The international multi-centre study being presented at this year's European Congress on Obesity (ECO) in Dublin, Ireland (17-20 May), by Dr Roberta Ienca at the Nuova Villa Claudia Clinic, Rome, Italy and colleagues, builds on previous studies which show that the Allurion Balloon (known as Elipse), that is folded into a swallowable vegan capsule, is a simple, safe, and effective method for weight loss.

Glucagon like peptide-1 receptor agonists (GLP-1 RAs) like liraglutide (Saxenda) have also been shown to be effective in treating obesity and type 2 diabetes by enhancing feelings of fullness (satiety) and suppressing appetite.

In this study, researchers evaluated the efficacy and safety of the Allurion Balloon in combination with the commonly prescribed weight-loss drug liraglutide. A total of 181 patients (145 women and 36 men) were enrolled—their average age was 44 years old, average weight before treatment was 94.8Kg, and average initial body mass index (BMI) was 33.7kg/ m2.

The patients were treated at three international multidisciplinary obesity centres in Italy, Spain and Egypt.

The balloon is swallowed and filled with liquid after it reaches the stomach. Placement is performed in a 20-minute outpatient visit. The balloon usually stays in the patient for 15-17 weeks, with an average of 16 weeks. It is then excreted naturally.

Between week 4 and 16 after balloon placement, liraglutide was added once daily to enhance weight loss and maximise the results to increase patient satisfaction. All 181 patients received liraglutide. Patients' reasons for adding liraglutide were: unsatisfactory weight loss (53%), reduction of balloon induced satiety (29%), to further boost successful weight loss (16%) and diabetes control in those with satisfactory weight loss (2%).

After 16 weeks of balloon treatment, participants lost an average 13kg and 14% of their initial body weight (well above the 5-10% considered clinically meaningful weight loss). In addition, on average they shed 74% of excess weight (calculated using a reference normal BMI of 25 kg/m2) and reduced their BMI by 4.5kg/m2. As patients began their liraglutide treatment before the balloon was excreted, these first results include the early effects of liraglutide in most cases.
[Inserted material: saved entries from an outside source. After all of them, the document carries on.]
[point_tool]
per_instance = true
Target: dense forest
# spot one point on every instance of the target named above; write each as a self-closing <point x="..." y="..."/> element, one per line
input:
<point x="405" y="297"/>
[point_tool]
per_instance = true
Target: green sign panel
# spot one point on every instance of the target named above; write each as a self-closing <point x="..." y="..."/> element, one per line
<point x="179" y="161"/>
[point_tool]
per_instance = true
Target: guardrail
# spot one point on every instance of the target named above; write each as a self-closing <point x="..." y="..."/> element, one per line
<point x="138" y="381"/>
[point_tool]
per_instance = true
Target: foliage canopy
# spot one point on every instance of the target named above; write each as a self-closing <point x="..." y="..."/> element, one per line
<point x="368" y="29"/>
Once the balloon passed out of the body, patients were transitioned to a Mediterranean diet for weight maintenance and followed for at least 6 months.
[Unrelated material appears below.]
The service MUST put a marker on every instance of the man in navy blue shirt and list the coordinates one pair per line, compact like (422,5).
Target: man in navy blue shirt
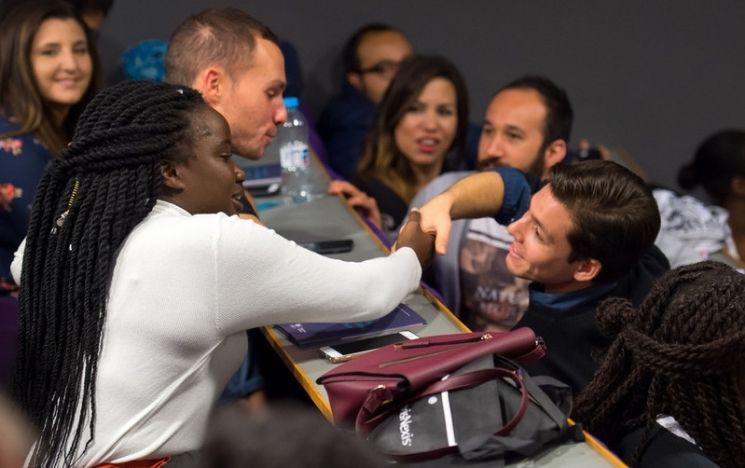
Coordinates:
(585,236)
At the end of the treatment with liraglutide (the average duration was four months for liraglutide treatment), participants lost on average 18kg and 19% of their initial body weight. In addition, on average they shed 99% of their excess weight and reduced their BMI by 5.9kg/m2.

No serious adverse events were recorded. Other balloon related adverse events including nausea, vomiting and abdominal cramps were managed with medication. In addition, four participants had the balloon removed due to intolerance, gastric dilation, or early balloon deflation.

Liraglutide related adverse events included nausea (16.5%), diarrhoea (3.3%), constipation (2.2%) and headache (1.7%). Overall, four participants discontinued drug therapy because of tachycardia/chest pain or gastrointestinal symptoms.

The authors explain that, although more effective than drugs, diet, and exercise, intragastric balloon uptake has been limited due to the need for endoscopy for placement.

"These two treatment approaches appear to have complementary mechanisms of action in a geographically and demographically diverse population," says Dr Ienca. "The Allurion Program delivers excellent weight loss in individuals with overweight and obesity without going under the knife, and liraglutide has the potential to further safely enhance weight loss in case of suboptimal adherence with the programme and for patients that are aiming to further boost the results of treatment."

She adds, "The ease of use, low rate of adverse events, and potentially lower cost of the Allurion Program could enable much wider application of this critical intervention and, ultimately, help the millions who struggle with obesity and its associated health complications."